Also see pre-release 0.2.0a1 below for additional changes.

Major changes
-------------

* Bump minimum dependencies:

  - scikit-learn (>=0.21.0) :pr:`202` by :user:`Lilian Boulard <LilianBoulard>`
  - pandas (>=1.1.5) **! NEW REQUIREMENT !** :pr:`155` by :user:`Lilian Boulard <LilianBoulard>`

* **datasets.fetching** - backward-incompatible changes to the example
  datasets fetchers:

  - The backend has changed: we now exclusively fetch the datasets from OpenML.
    End users should not see any difference regarding this.
  - The frontend, however, changed a little: the fetching functions stay the same
    but their return values were modified in favor of a more Pythonic interface.
    Refer to the docstrings of functions `dirty_cat.datasets.fetch_*`
    for more information.
  - The example notebooks were updated to reflect these changes. :pr:`155` by :user:`Lilian Boulard <LilianBoulard>`

* **Backward incompatible change to** :class:`MinHashEncoder`: The :class:`MinHashEncoder` now
  only supports two dimensional inputs of shape (N_samples, 1).
  :pr:`185` by :user:`Lilian Boulard <LilianBoulard>` and :user:`Alexis Cvetkov <alexis-cvetkov>`.

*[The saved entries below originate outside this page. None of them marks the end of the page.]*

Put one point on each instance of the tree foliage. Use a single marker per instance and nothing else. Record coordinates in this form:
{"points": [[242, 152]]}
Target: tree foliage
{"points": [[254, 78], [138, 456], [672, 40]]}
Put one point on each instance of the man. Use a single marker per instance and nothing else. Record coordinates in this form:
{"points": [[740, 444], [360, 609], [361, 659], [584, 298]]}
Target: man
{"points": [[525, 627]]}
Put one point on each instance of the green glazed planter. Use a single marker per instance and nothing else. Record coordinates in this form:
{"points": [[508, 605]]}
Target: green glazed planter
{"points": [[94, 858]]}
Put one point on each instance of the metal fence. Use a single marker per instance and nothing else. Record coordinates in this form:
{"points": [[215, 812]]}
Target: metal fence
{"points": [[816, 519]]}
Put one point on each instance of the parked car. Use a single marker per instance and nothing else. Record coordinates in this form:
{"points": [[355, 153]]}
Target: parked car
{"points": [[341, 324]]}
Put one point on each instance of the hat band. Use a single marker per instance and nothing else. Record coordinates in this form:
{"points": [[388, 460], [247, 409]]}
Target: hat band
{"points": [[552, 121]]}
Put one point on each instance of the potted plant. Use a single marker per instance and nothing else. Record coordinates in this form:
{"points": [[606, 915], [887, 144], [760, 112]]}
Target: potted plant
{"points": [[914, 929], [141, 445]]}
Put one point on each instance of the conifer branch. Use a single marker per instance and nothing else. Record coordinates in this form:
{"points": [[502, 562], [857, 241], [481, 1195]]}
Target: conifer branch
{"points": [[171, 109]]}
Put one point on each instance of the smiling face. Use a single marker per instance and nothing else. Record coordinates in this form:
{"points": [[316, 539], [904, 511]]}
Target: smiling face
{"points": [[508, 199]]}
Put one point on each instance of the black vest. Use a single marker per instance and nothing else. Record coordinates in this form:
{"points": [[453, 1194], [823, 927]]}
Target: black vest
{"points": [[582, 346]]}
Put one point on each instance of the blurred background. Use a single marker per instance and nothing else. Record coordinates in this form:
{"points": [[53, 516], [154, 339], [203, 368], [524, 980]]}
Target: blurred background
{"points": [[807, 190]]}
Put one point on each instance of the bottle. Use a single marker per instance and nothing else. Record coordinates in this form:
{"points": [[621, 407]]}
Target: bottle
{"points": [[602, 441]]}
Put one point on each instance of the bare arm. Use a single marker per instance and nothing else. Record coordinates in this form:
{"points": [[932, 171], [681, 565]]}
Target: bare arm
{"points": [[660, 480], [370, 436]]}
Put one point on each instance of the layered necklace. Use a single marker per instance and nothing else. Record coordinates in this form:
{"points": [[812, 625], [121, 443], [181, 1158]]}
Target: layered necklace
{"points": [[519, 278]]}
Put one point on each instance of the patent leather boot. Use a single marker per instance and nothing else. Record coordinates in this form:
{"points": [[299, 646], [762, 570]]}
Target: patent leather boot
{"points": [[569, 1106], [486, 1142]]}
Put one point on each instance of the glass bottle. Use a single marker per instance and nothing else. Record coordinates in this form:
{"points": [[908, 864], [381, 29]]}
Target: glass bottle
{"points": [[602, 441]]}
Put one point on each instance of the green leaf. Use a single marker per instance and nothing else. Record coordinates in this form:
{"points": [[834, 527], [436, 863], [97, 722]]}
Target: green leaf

* Update `handle_missing` parameters:

  - :class:`GapEncoder`: the default value "zero_impute" becomes "empty_impute" (see doc).
  - :class:`MinHashEncoder`: the default value "" becomes "zero_impute" (see doc).

  :pr:`210` by :user:`Alexis Cvetkov <alexis-cvetkov>`.

* Add a method "get_feature_names_out" for the :class:`GapEncoder` and the :class:`TableVectorizer`,
  since `get_feature_names` will be depreciated in scikit-learn 1.2. :pr:`216` by :user:`Alexis Cvetkov <alexis-cvetkov>`

Notes
-----

* Removed hard-coded CSV file `dirty_cat/data/FiveThirtyEight_Midwest_Survey.csv`.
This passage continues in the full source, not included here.